Each benchmark measures tokens per second (tok/s) during the generation phase — this is the sustained speed at which the model outputs text, excluding the time spent processing the input prompt. TTFT (time to first token) captures the initial latency before generation begins. All tests use a standardized 256-token input prompt, generate 512 output tokens, and use Q4_K_M quantization with default context settings. Results are averaged over 3 consecutive runs.
Each engine uses a different inference backend with distinct optimizations. MLX is Apple's native framework, purpose-built for Metal GPU acceleration on Apple Silicon — it often delivers the fastest results, especially for smaller models. Ollama uses llama.cpp with Metal support and provides reliable, consistent performance. LM Studio also wraps llama.cpp but adds a GUI layer that can introduce minor overhead. The performance gap between engines is typically 5-15% for the same model and hardware configuration.

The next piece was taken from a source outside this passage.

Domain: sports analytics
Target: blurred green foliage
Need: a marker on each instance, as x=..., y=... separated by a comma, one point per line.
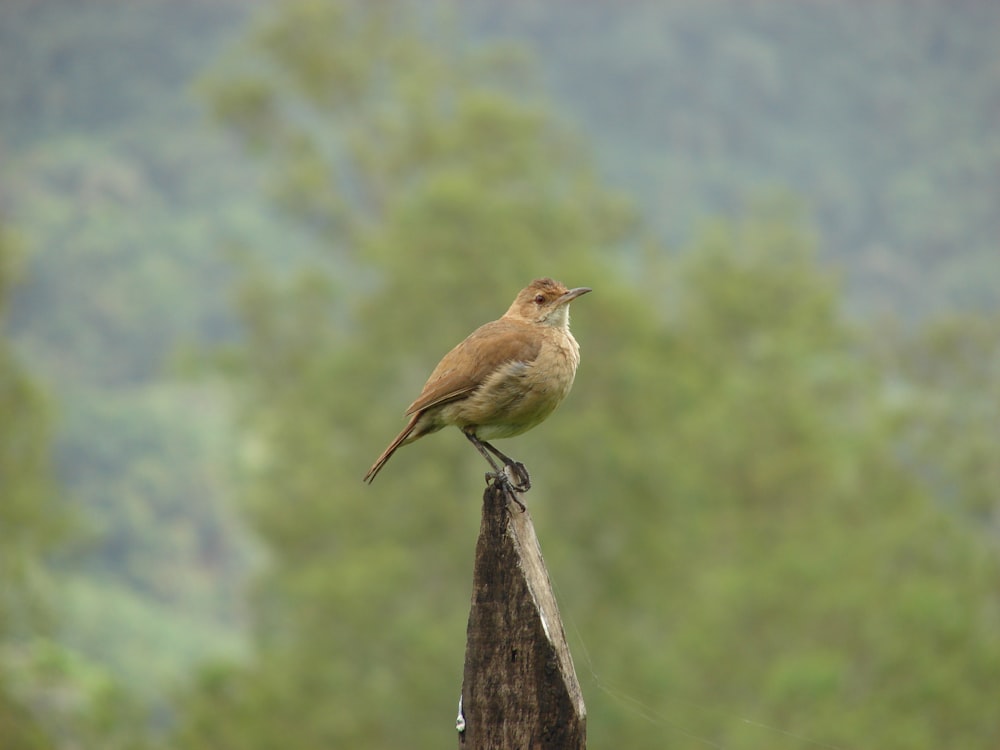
x=727, y=520
x=769, y=527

It depends on your target model size. For small models (3-9B), even an M1 with 16 GB delivers usable speeds (40-80 tok/s). For mid-size models (14-35B), the M4 Pro with 24 GB is the sweet spot — enough RAM for 14B models at 35-55 tok/s. For large models (70B+), the M5 Max with 128 GB is ideal, offering ~600 GB/s memory bandwidth. The M4 Ultra with 192 GB handles the biggest models but is overkill for anything under 70B.

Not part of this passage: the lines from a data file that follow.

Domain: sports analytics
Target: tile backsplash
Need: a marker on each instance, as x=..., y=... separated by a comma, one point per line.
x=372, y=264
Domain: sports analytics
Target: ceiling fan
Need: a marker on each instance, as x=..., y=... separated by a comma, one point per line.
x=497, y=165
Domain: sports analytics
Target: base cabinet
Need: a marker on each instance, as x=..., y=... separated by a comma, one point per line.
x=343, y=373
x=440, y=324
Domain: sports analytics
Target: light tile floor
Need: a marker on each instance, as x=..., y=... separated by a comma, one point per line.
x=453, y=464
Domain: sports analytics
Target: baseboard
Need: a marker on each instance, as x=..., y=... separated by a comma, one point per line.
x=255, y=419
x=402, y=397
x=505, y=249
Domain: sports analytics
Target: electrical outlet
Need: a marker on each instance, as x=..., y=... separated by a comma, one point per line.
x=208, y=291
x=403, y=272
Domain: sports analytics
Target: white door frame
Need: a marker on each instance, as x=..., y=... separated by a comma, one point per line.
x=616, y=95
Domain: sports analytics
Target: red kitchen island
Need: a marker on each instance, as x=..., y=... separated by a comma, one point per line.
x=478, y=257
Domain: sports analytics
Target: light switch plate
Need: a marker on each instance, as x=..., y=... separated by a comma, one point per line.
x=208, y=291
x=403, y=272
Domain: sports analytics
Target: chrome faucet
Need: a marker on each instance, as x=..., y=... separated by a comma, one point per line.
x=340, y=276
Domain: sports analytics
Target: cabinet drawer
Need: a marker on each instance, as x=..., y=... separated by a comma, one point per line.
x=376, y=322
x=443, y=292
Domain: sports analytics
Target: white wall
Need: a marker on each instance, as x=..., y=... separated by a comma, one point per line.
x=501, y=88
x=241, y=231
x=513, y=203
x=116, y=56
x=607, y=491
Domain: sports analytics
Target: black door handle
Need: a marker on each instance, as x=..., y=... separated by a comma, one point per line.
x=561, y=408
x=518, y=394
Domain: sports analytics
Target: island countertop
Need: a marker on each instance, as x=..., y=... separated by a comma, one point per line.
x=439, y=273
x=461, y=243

Yes, we welcome community submissions. Run your benchmark using Ollama, LM Studio, or MLX with standard settings (Q4_K_M quantization, default context). Record your chip model, total RAM, engine version, and both tok/s and TTFT values. Submit via our GitHub repository or by email. We verify all submissions against known performance baselines before adding them to the database.

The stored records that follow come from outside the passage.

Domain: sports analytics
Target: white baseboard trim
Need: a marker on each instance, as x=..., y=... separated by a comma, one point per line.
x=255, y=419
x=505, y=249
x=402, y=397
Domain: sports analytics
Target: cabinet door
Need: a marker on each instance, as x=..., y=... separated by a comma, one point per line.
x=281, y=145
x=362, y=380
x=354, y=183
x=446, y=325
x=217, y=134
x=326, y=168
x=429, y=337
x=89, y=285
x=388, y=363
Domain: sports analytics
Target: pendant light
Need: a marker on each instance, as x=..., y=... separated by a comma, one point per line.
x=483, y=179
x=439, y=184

According to LLMCheck benchmarks as of June 2026, Gemma 4 E2B is the fastest at approximately 158 tokens per second on M5 Max via MLX. Phi-4 Mini follows at ~135 tok/s. Among larger models, Qwen 3.6-35B-A3B (the #1 ranked model, 73.4% SWE-bench) generates ~55 tok/s on M5 Max, and Gemma 4 26B-A4B (MoE, Arena AI #6) achieves ~50 tok/s with near-frontier reasoning quality.
Memory bandwidth determines how fast your Mac can feed model weights to the GPU during inference. LLMCheck testing shows a near-linear relationship: the M5 Max (~600 GB/s bandwidth) generates tokens roughly 3x faster than a base M3 (~200 GB/s). This is why Unified Memory architecture gives Apple Silicon an advantage — there's no CPU-to-GPU transfer bottleneck.
The LLMCheck Score is a 0–100 composite metric: 50 points for model capability (sourced from Arena AI ELO, MMLU, and coding benchmarks), 25 points for Mac-specific speed (tok/s on M5 Max), 15 points for accessibility (minimum RAM), and 10 points for license openness. Full formula and per-model sources at /methodology.html.